Friday, September 3, 2010

JBWR East Pond

We took a jaunt to The Raunt today. This was our first excursion to the southern end of the East Pond this year. The north end is apparently too mucky for any birding--for some reason the rangers at JBWR didn't lower the East Pond as much as usual.

However, there was no dearth of birds either at the south end or in the middle of the pond where The Raunt is. Try looking up the word "raunt" on Google and all you'll come up with are references to Jamaica Bay. It was, from what I understand, a rail station and hotel, but all that remains are posts and timbers in the middle of the  East Pond. I suspect, but don't know for sure, that the word is originally Dutch.

Okay, now that we're done with the "words" part of Birds & Words, the Birds part features this male Wilson's Phalarope that Shari was able to photograph decently. The 2nd shot shows the phalarope with a yellowlegs (probably a lesser) showing the size difference between the species.  We've seen Wilson's Phalaropes, before, but never this close up.  That's what's great about the East Pond--you literally walk among the peeps and other sandpipers, so you're able to to identify them a lot easier. Shari found a couple of White-rumped Sandpipers, a bird that would be really difficult for us to id from the distances we normally see sandpipers at the West Pond or Brig. Supposedly there are a couple of Baird's Sandpipers also on the south part of the pond, but that's a species I'd be extremely reluctant to call, especially in the fall when all the plumages are pretty dull--they're a little bigger than Semipalmated Sandpipers, but that isn't really much help when you have a hundred birds scampering in all directions.

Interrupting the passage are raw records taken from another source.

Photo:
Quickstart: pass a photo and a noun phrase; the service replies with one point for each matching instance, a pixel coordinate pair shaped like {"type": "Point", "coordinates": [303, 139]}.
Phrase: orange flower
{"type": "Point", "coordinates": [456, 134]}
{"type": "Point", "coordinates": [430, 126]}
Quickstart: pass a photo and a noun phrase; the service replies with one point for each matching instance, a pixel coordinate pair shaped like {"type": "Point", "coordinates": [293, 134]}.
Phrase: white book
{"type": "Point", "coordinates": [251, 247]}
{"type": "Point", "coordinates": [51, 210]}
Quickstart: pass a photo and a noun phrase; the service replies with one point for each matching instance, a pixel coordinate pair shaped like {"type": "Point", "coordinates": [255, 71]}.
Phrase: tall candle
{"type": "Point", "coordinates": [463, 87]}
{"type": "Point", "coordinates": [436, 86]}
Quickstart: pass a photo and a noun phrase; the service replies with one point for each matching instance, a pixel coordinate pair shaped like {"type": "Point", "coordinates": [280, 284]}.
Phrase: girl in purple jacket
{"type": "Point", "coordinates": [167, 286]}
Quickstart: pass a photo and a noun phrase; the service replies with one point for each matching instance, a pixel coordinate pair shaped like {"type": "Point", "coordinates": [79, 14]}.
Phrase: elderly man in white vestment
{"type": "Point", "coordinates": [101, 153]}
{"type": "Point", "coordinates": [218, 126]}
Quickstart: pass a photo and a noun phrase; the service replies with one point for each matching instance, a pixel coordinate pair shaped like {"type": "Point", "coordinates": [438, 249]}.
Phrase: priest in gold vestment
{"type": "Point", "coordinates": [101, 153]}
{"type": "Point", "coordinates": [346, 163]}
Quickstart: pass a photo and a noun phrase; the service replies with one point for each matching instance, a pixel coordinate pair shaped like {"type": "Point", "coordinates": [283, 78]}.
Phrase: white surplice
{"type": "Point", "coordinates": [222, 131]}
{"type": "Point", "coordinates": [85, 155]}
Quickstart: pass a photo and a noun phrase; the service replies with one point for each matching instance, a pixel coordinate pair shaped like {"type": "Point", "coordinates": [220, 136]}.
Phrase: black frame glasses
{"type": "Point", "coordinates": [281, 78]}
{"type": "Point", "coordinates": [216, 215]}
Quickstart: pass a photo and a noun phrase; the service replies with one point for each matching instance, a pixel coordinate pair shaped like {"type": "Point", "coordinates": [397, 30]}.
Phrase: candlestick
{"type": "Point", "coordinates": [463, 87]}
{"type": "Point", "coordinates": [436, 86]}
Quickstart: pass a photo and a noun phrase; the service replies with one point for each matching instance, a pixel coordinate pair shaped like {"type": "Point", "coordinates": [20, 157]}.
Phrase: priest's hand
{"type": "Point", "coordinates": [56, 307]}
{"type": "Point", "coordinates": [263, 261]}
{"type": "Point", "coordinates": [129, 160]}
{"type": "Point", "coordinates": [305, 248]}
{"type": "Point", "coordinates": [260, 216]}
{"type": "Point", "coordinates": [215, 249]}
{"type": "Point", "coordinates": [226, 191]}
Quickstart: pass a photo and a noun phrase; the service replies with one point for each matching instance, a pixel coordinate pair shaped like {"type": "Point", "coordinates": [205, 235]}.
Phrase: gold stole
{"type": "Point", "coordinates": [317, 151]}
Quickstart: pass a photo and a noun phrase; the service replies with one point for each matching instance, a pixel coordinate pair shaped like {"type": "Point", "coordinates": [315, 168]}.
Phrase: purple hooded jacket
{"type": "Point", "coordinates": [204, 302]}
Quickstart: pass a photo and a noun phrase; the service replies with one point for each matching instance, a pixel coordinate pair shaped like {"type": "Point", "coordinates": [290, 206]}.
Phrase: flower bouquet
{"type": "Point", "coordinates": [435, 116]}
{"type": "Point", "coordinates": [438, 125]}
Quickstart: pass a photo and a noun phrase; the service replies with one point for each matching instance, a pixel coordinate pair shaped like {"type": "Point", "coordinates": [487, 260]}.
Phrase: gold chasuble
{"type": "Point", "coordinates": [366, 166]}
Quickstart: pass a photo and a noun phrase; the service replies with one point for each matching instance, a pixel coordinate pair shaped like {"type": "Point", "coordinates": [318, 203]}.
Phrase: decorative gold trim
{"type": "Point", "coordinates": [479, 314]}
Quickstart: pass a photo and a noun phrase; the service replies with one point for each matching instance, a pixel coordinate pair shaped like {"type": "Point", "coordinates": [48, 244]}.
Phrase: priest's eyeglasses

The other highlight today was a big big-nosed bird--the American White Pelican is still incongruously on the pond, swimming placidly among the 200 or so swans. When we were on the south end it was up by the Raunt, floating behind the poles, and when we were across from the Raunt he was up on the north end of the pond, so it wasn't possible to get a picture. In all we found 39 species in a couple of leisurely hours--weather was overcast, humid and breezy as Hurricane Earl blustered far off the coast.
The list:

JBWR, East Pond

Canada Goose     50
Mute Swan     200
Gadwall   10
American Black Duck     1
Mallard     50
Northern Shoveler     7
American White Pelican     1     Raunt, then North End of Pond
Double-crested Cormorant     150
Great Blue Heron     2
Great Egret     2
Snowy Egret     25
Little Blue Heron     1
Black-crowned Night-Heron     7
Glossy Ibis     14
Osprey  1
Semipalmated Plover     25
Greater Yellowlegs     20
Lesser Yellowlegs     11
Semipalmated Sandpiper     100
Western Sandpiper     2
Least Sandpiper     4
White-rumped Sandpiper     2
Stilt Sandpiper     1
Short-billed Dowitcher     5
Wilson's Phalarope     1     Non-breeding
Laughing Gull     2
Ring-billed Gull     X
Herring Gull     X
Great Black-backed Gull     2
Common Tern     1
Forster's Tern     5
American Crow     2
Carolina Wren     1
Eastern Phoebe  1
Gray Catbird  1
Yellow Warbler  1
American Redstart   Juvenile
Song Sparrow   1
Red-winged Blackbird     75     Mostly juveniles.